Mercredi dernier, des séparatistes prorusses ont pris l’aéroport de Donetsk, en ruines, après des mois d’une intense bataille contre l’armée ukrainienne – dont les soldats avaient été surnommés les "cyborgs" par les habitants, tant ils ont livré dans ce point stratégique une résistance acharnée. Une victoire symbolique et stratégique pour les prorusses, qui s’arrogent un point d’appui en territoire ukrainien. Plusieurs soldats ukrainiens ont trouvé la mort dans ces affrontements et des images montrent leurs corps sans vie dans les ruines de l’aéroport. D’autres ont été faits prisonniers par leurs adversaires, et ont été utilisés pour la propagande la plus extrême.

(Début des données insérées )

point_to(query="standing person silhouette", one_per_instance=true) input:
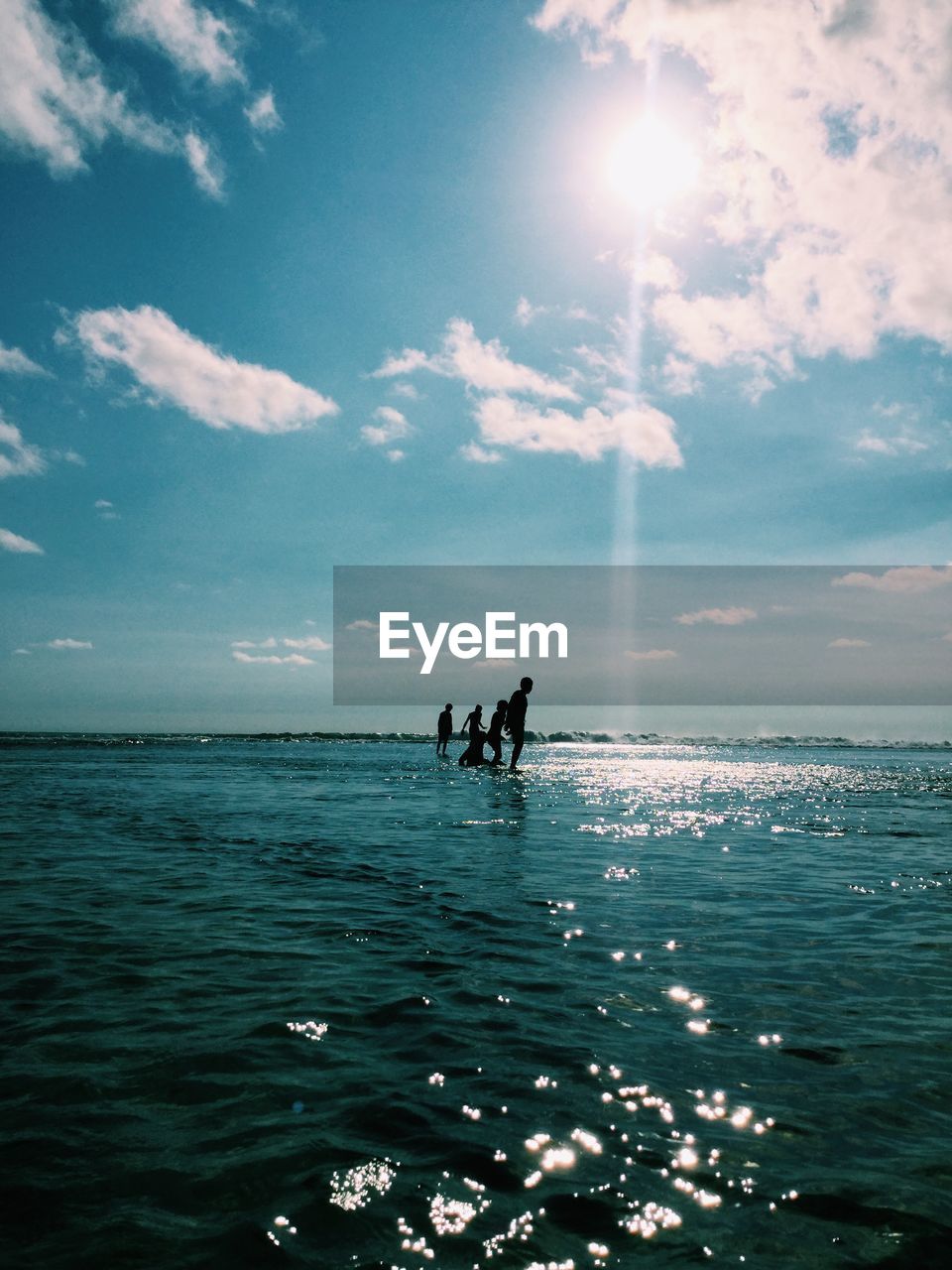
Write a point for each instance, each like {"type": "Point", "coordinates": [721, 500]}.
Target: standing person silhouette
{"type": "Point", "coordinates": [444, 728]}
{"type": "Point", "coordinates": [516, 717]}
{"type": "Point", "coordinates": [472, 754]}
{"type": "Point", "coordinates": [494, 737]}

Le matin suivant la prise de l’aéroport, treize personnes ont été tuées dans l’explosion d’un bus, touché par un obus dans le centre de Donetsk. Sans surprise, les deux camps se sont mutuellement accusés d’être responsables de l’attaque. Quelques heures plus tard, une vidéo était mise en ligne, rappelant que la guerre psychologique n’est jamais loin de celle du terrain. On y voit quatre soldats ukrainiens, capturés à l’aéroport, mis à genoux et humiliés par un chef séparatiste. Ils sont ensuite conduits sur les lieux de l’explosion du bus, le tout sous les objectifs des caméras de télévisions russes et sous les yeux d’habitants de Donetsk en colère. Intercalées entre ces scènes, des images de corps déchiquetés, présentées comme des cadavres de soldats ukrainiens mutilés.

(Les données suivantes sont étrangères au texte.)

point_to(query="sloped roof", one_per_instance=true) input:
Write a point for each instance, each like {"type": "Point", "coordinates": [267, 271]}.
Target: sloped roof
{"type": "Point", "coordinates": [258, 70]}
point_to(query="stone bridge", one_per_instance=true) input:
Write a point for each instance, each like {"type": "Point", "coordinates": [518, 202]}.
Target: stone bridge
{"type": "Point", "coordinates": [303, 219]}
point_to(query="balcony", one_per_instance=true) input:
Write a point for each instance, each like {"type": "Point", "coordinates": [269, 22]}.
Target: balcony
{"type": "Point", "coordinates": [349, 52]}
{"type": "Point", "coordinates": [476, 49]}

France 24 a choisi de ne diffuser que des captures d’écran de cette vidéo, et de flouter les visages des prisonniers capturés par les séparatistes.

ATTENTION, CES IMAGES PEUVENT CHOQUER.

Capture d'écran de la vidéo montrant un leader séparatiste forçant les prisonniers ukrainiens à manger l'écusson de l'armée ukrainienne
. Vidéo publiée sur le compte YouTube ‘PavelDonbass’. Les origines du compte : il a été crée en août 2013, mais les images les plus anciennes datent d'il y a deux mois.

Le site "The Interpreter" a réussi à localiser une partie de la vidéo : les six premières minutes ont été tournées dans les environs de l’aéroport de Donetsk, dans un quartier régulièrement utilisé pour des vidéos de propagande. Cette image, issue de Google maps, montre un immeuble situé à quelques encablures de l’aéroport et qui ressemble très fortement à celui aperçu en arrière plan des premières minutes de la vidéo de propagande.


Capture d'écran de la vidéo montrant un immeuble qui ressemble fortement à celui visible sur une image de Google maps à Donetsk.

Notre équipe a analysé les éléments clés de la vidéo.

Une vidéo plus longue et de meilleure qualité que les images de propagande habituelles

La vidéo porte clairement les marques du film de propagande, mis en scène, avec dans le rôle principal, le chef rebelle Mikhaïl Tolstykh. À 1’48, Tolstykh – dont le nom de guerre est "Givi"– découpe les écussons de l’armée ukrainienne sur les manches des blousons des quatre prisonniers, et contraint chacun à les manger. Un homme chauve est particulièrement pris à partie par le chef rebelle : il s’agit d’un commandant de l’armée ukrainienne, Oleg Mitsaka. Givi, qui l’a frappé dans la première minute de l’enregistrement, le prend à part pour montrer son visage tuméfié face caméra (à 4’00). Il l’accuse d’être responsable de l’explosion du bus.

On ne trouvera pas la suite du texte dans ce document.